SAN FRANCISCO — Education and information have become a more valuable tool in the municipal bond market since the meltdown of 2008, participants in The Bond Buyer's California Public Finance Conference said Wednesday.
Investors — even sophisticated ones — need a lot more information, panelists said on the conference's opening afternoon.
That includes taxable investors new to municipal credits, drawn by the Build America Bond program, and sophisticated tax-exempt investors, who say they have to navigate an environment redefined by the removal of most bond insurers from the new-issue field.
"What we are finding is we have to drill down a lot more," said municipal buy-side veteran Stephen Galiani, managing director at Wells Capital Management.
"The dispersion of quality within each sector is much wider than it has been in the past," he said.
Time and familiarity have made more and more investors comfortable with the taxable Build America Bond program since it kicked off last year, said Peter Clarke, vice chairman and senior underwriter at JPMorgan.
"The size of the pool of investors has grown dramatically," he said, adding that when the first BABs were issued, there were 20 or 30 investors looking at the deals. "Now you have well over 100 on a large deal and the universe keeps expanding," he said.
The program's future is in limbo — the original BAB authorization expires at the end of December and Congress is unlikely to act on an extension until the lame-duck session after next month's election.
Because of that uncertainty, look for a "BAB-alanche" of issuance before the end of the year, said Raul Amezcua, principal at De La Rosa & Co.
"I think there is going to be a significant amount of bonds issued into the taxable market before year-end," he said.
Even if the BAB program is extended, issuers are targeting 2010 because any extension that comes to pass is likely to come with a subsidy lower than the current 35% received by issuers.
The effectiveness of the BAB program will be greatly diminished if congressional indecision results in the subsidy program being interrupted after Dec. 31, according to Clarke.

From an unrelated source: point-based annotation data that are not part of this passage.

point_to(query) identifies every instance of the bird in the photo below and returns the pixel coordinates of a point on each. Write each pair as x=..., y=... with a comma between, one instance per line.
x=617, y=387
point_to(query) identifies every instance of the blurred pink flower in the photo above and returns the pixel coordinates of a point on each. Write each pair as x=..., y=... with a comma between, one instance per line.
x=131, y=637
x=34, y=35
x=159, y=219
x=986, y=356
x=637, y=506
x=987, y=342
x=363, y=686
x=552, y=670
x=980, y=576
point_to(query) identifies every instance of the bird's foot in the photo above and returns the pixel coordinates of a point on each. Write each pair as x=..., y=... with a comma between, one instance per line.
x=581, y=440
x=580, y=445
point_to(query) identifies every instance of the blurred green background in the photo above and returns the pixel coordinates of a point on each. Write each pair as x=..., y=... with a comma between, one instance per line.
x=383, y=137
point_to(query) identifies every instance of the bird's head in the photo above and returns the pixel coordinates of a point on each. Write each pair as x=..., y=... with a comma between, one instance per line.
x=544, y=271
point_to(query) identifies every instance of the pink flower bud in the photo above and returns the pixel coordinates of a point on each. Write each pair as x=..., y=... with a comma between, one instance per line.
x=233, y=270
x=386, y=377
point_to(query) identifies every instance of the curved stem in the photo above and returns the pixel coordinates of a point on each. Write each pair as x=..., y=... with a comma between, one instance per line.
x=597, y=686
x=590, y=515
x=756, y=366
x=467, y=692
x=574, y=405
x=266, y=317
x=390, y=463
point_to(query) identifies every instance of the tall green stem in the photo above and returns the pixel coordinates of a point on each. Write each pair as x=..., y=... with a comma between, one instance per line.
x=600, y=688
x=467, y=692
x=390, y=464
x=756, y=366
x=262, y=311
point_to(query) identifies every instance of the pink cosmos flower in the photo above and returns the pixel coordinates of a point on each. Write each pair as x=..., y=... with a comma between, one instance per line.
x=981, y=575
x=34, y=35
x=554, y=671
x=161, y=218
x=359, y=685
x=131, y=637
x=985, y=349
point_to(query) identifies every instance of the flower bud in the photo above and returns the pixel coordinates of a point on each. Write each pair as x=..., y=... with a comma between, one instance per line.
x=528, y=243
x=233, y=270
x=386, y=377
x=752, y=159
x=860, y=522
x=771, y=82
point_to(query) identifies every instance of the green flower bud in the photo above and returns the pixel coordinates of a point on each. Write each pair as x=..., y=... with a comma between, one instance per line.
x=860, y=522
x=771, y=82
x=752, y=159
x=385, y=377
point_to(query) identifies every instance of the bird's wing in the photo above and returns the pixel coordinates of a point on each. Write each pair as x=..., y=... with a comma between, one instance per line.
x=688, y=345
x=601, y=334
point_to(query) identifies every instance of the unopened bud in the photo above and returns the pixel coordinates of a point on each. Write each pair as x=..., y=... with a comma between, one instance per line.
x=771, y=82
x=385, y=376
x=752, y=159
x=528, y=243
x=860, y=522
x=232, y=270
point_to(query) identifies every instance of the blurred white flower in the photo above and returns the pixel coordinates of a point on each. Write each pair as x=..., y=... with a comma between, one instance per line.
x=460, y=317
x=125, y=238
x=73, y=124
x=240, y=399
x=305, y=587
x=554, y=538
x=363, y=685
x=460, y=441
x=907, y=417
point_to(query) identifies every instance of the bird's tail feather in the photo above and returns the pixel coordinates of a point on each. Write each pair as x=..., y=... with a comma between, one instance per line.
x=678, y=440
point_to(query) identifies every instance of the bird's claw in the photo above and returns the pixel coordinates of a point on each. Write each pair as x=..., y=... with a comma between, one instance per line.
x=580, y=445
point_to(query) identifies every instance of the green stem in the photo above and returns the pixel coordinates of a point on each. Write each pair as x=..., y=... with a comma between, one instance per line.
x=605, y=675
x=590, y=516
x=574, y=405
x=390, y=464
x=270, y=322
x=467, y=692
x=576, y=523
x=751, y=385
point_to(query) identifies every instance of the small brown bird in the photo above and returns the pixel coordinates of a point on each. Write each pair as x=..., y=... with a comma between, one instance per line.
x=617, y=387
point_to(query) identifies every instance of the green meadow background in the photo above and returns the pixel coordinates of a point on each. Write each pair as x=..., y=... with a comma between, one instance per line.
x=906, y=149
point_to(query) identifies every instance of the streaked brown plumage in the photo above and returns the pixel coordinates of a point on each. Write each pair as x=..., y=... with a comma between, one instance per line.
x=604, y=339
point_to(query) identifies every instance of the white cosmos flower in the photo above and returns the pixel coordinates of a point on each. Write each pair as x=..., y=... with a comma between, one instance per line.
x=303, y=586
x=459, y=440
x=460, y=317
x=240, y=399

The taxable market will not react well to a stop-and-start to the program, he said, adding: "That part of the market really values liquidity."
Concerns about liquidity are the main reason the BAB market sometimes operates in ways that are not intuitively obvious to people who aren't familiar with the taxable markets, Clarke said.
That's why there is a real benefit to size in a deal, he said — reaching the $250 million mark is probably worth 10 basis points to the issuer. "There are definitely buyers who won't surface if it's a $75 million deal," Clark said.
The creation of the BAB program has also encouraged issuers to become much more educated about tax laws, market participants said.
"What the BAB program did was open up the door to increased federal involvement in local issues, particularly with the IRS' ability to withhold BAB payments," said Kathleen Brown, managing director at Goldman, Sachs & Co.
BAB issuers have to send a signed form certifying their compliance every time they request a subsidy payment, noted Charles Cardall, a tax attorney at Orrick, Herrington & Sutcliffe LLP.
"That's just a regular interaction with the IRS causing you to say, 'They're going to send me a million-dollar check and I'm signing my name to the request, so we better make sure we're getting it right,' " he said.
"The dynamic between [the Internal Revenue Service] and issuers is fundamentally different," said Steven Chamberlin, senior manager in the IRS' tax-exempt bond program.
"Conceptually it's still the same but it's a very tangible difference," he said noting that the IRS has already sent out $1.6 billion in direct-pay subsidies.
"That number is on a very upward projected curve and will continue to move upward regardless of what happens with extender language," he said.
Retail investors have become a much more important component of the tax-exempt markets in recent years, said Debra Saunders, vice president in municipal finance for Fidelity Capital Markets.
But that creates challenges for the industry to educate them, she said, particularly since there are so many gloomy and inaccurate stories about municipal credit in the mass media.
"It's frustrating to separate the real reforms versus the headlines which paint everything with a very broad negative brush," Saunders said. "How do you educate people about what's really going on in muniland, versus the headlines?"